Armas químicas: Sim, é absolutamente. Em muitas das fotos que você tira no espaço, as pessoas dizem: “Ah, onde estão as estrelas?” Isso ocorre porque você precisa expor a câmera à espaçonave muito brilhante e brilhante à sua frente, e todas as estrelas desaparecem na escuridão ao fundo.
Mas como o sol estava atrás da lua, a lua em primeiro plano está em foco e o sol sangra atrás dela. As estrelas e os planetas estão todos lá. Você pode ver Vênus. Você pode ver Saturno. Você pode ver Marte. Depois temos o brilho da espaçonave – ela não é iluminada pelo Sol, mas pela Terra – em primeiro plano. Foi uma imagem incrível.

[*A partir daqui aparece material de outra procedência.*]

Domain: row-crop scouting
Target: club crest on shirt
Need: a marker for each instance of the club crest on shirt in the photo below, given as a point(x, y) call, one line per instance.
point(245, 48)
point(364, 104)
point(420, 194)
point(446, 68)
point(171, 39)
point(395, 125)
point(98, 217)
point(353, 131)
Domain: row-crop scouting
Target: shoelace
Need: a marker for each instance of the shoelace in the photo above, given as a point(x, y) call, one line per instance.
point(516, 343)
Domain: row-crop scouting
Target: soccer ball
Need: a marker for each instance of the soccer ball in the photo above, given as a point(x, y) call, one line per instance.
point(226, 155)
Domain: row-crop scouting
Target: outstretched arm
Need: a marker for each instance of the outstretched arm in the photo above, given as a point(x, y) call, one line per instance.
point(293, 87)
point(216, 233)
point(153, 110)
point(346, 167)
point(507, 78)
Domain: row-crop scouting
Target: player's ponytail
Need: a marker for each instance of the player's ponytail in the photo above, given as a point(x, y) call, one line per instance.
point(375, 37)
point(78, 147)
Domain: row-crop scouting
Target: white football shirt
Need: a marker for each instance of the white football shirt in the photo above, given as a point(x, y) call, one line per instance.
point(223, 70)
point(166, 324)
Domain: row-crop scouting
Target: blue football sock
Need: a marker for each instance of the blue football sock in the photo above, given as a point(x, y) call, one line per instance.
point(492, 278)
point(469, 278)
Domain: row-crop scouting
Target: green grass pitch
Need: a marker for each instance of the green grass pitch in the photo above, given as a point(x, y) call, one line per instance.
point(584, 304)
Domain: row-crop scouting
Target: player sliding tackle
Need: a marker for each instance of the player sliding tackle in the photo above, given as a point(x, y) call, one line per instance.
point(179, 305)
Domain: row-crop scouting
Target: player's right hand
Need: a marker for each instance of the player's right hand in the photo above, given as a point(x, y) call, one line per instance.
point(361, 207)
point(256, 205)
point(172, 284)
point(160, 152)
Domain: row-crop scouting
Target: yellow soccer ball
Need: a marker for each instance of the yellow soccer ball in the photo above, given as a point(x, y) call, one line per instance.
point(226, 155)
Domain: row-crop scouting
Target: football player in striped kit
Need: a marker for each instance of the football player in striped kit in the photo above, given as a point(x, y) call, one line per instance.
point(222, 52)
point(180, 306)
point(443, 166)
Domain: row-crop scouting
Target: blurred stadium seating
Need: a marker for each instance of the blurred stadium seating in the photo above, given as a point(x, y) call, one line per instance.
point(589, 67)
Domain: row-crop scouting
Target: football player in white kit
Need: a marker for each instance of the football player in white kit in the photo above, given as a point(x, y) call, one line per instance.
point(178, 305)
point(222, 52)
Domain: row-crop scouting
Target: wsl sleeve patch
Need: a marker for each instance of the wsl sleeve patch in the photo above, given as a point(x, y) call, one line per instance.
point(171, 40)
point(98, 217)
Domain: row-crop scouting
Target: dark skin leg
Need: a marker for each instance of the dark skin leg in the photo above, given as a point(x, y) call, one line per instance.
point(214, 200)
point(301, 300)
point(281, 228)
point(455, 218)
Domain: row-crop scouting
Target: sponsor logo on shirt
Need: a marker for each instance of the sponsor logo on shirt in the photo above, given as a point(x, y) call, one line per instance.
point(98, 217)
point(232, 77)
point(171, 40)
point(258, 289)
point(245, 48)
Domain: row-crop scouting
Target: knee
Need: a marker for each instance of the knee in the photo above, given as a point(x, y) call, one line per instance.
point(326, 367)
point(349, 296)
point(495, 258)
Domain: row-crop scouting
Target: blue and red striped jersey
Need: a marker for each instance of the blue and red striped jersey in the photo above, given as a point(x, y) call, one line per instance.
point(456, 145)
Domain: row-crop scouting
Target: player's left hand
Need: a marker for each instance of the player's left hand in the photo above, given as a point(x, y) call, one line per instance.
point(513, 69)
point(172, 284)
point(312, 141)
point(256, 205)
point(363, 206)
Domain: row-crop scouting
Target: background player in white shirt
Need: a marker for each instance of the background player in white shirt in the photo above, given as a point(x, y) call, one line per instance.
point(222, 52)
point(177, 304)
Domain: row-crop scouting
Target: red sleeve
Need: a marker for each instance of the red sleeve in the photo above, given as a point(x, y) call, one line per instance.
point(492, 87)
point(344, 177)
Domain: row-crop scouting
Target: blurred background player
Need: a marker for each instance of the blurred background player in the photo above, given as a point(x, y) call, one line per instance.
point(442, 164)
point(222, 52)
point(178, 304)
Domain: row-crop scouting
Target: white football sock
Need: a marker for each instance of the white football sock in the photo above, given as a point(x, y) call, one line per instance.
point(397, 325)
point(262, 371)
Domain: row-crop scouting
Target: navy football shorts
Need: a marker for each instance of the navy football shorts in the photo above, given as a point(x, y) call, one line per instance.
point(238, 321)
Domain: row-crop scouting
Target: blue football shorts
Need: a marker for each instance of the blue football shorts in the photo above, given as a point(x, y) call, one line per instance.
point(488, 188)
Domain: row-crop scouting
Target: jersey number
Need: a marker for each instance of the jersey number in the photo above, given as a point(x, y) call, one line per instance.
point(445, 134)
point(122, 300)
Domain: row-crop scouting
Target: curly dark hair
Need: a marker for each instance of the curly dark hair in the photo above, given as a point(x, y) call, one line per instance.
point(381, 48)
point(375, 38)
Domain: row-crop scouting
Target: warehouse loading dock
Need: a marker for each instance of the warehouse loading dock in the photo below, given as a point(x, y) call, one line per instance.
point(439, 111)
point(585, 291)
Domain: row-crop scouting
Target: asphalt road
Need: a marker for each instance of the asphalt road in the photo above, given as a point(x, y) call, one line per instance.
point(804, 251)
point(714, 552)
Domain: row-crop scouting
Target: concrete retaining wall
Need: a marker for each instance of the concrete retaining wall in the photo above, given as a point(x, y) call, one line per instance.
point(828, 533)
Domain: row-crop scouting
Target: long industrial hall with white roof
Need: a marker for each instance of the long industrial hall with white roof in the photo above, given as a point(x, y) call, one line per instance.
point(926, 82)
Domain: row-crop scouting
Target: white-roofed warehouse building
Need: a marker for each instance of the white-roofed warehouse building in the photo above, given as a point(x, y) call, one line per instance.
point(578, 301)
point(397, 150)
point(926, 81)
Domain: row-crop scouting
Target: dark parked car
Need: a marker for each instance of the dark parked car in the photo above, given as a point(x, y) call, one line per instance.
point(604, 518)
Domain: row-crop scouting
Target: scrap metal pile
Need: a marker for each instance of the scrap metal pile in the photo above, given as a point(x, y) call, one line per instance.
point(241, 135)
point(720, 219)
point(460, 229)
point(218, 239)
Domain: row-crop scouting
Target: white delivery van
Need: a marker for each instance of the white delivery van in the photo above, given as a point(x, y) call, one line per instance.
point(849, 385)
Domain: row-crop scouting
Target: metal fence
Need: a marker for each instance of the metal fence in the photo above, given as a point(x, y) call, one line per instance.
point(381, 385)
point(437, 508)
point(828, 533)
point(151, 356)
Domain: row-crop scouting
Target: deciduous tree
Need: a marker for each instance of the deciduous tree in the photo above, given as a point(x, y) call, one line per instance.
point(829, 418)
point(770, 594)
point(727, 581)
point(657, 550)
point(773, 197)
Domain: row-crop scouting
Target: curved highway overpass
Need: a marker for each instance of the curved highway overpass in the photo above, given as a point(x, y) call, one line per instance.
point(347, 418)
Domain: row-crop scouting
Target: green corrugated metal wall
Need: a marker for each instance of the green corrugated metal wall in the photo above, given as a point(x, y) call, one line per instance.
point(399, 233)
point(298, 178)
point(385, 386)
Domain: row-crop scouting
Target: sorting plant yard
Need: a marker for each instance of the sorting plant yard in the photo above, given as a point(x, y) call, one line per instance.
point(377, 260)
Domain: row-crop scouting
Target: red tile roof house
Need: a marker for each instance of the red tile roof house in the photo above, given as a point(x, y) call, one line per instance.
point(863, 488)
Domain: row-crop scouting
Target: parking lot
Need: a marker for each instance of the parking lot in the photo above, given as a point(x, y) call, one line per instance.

A tripulação da Orion testemunhou um eclipse solar total enquanto orbitava atrás da Lua. As câmeras da espaçonave captam o primeiro indício de luz solar sangrando no horizonte novamente à medida que a cápsula começa a emergir novamente.
(Crédito da imagem: NASA)
BS: O que vocês estavam fazendo durante a fase de perda de sinal? Como era a atmosfera então?
Armas químicas: Eu estava andando pelo centro de controle. A equipe INCO é responsável por manter a comunicação com o veículo tanto quanto possível, e não há muito que possamos fazer a respeito quando você coloca um orbe entre nós e a tripulação.
É tudo nervosismo. É tudo uma questão de: “Ei, configuramos tudo corretamente? As comunicações voltarão do outro lado?” Então, só para me distrair durante os 40 minutos que estivemos em Los Angeles, andei pelo prédio e conversei com outras pessoas, só para tentar me manter distraído.
Só começamos a obter um vídeo estável cerca de três ou quatro minutos depois do Earthrise, e então a equipe ligou. E foi aí que realmente dei um suspiro de alívio, quando ouvi uma voz saindo do carro novamente.
BS: Você se sente diferente depois desta missão?
Armas químicas: As pessoas continuam me perguntando sobre isso. Não sei se tive tempo suficiente para desempacotar toda a tarefa. Mas acho que aos poucos estamos percebendo que acabamos de enviar quatro pessoas ao redor da Lua, mais longe da Terra do que nunca. E acho que não apenas mudamos eles e a equipe de controle de vôo a partir dessa experiência, acho que mudamos Mudou a percepção de muitas pessoas sobre a luao que é ótimo.
BS: Você sabe qual é o seu papel em Artemis III?
Armas químicas: Definitivamente, ainda pretendo fazer parte da equipe INCO do Artemis III. Não serei o líder dessa missão. Mas definitivamente ainda pretendo estar no console e espero tirar mais ótimas fotos durante essa missão.
BS: Algum pensamento final?
Armas químicas: Só quero enfatizar o esforço de equipe que isso representou. As câmeras dos carros tinham um roteiro e um plano que incluía não apenas a equipe INCO. Mas para direcionar essas câmeras, tenho que fazer os painéis solares balançarem para frente em uma direção específica, então tenho que coordenar com o pessoal da energia. Às vezes tenho que pedir à equipe do GNC (Orientação, Navegação e Controle) para girar o próprio veículo, o que é muito diferente da forma como fazemos as coisas na ISS. Nossa equipe fotográfica estava cuidando das configurações da câmera e da exposição adequada. Existem engenheiros que desenvolveram esses sistemas.
Não éramos apenas eu e a equipe INCO no console. Foi realmente um esforço total da equipe de controle de vôo para conseguir essas coisas.
Nota do Editor: Esta entrevista foi condensada e ligeiramente editada para maior clareza.
Você é um nerd da NASA? Veja como você se registra em nosso site Competição de Ártemis Para descobrir!